Eberflus’ defense requires a Disruptive Technique of Three to function at optimal effectiveness.

Enter: second-round pick Gervon Dexter and third-round pick Zacch Pickens.

The Poles selected two penetrating defensive tackles on Day 2 of the 2023 NFL Draft.

While Dexter will have to be rebuilt from the ground up, Pickens has already begun to display the driving, fast-breaking ability the Bears covet in a three-point technique.

The Bears will rotate their interior defensive linemen to keep them fresh. Expect Jones to be the starting three coach on Day 1, but if Pickens can consistently wreak havoc, he could eat Jones’ plays.

Jack Sanborn

Sanborn was the feel-good story of the Bears’ dismal 2022 season.

The undrafted rookie is a confident tackler, plays faster than he tested at the combine and is almost always in the right spot.

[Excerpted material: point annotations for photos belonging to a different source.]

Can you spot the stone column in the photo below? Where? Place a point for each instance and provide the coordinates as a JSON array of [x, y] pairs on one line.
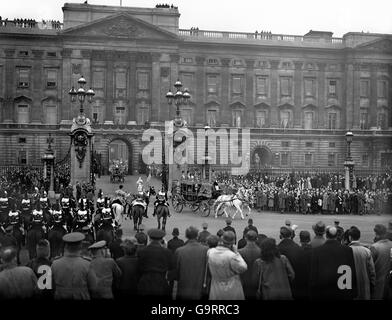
[[225, 112], [198, 93], [174, 60], [67, 85], [321, 96], [109, 87], [298, 81], [373, 95], [9, 84], [249, 115], [155, 87], [274, 122], [38, 83], [132, 89]]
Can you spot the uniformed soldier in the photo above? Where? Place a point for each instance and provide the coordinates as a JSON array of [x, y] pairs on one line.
[[73, 277], [106, 270], [4, 207], [155, 262]]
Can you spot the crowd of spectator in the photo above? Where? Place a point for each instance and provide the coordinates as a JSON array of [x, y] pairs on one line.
[[209, 266]]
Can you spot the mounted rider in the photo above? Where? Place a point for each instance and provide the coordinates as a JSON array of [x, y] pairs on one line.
[[25, 208], [120, 196], [57, 217], [161, 199], [4, 207]]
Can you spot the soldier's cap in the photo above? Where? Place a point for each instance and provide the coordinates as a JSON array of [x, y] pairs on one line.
[[98, 245], [156, 234], [228, 237], [176, 232], [286, 232], [319, 227], [73, 237]]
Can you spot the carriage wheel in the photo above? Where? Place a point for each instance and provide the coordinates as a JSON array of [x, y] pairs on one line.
[[204, 209], [194, 206]]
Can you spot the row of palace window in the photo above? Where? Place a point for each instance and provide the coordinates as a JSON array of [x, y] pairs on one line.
[[262, 85], [261, 117]]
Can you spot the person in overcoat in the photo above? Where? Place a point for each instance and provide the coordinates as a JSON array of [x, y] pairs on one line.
[[190, 267], [226, 265], [155, 263], [332, 274]]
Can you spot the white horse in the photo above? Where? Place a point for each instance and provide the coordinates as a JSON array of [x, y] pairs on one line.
[[242, 198]]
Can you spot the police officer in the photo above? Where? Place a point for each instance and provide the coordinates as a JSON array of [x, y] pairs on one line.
[[106, 270], [73, 277]]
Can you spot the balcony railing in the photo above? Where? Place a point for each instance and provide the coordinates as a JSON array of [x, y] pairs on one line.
[[255, 36]]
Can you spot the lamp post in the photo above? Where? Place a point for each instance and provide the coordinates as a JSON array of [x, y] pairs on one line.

With the signing of Tremaine Edmunds and TJ Edwards in free agency, Sanborn is slated to be SAM’s starting linebacker.

However, the Bears drafted Oregon linebacker Noah Sewell in the fifth round. Sewell was a projected top-60 pick a season ago, but saw his draft stock drop after a mixed final season in Eugene.

Sewell is a violent downhill linebacker with exceptional blitz skills. Sewell struggles in coverage and doesn’t have great lateral quickness, but he’s a better athlete than Sanborn. He fits Eberflus’s linebacker mold better than Sanborn.

Sanborn will have the upper hand going into training camp, but it won’t be a surprise if the competition goes all the way.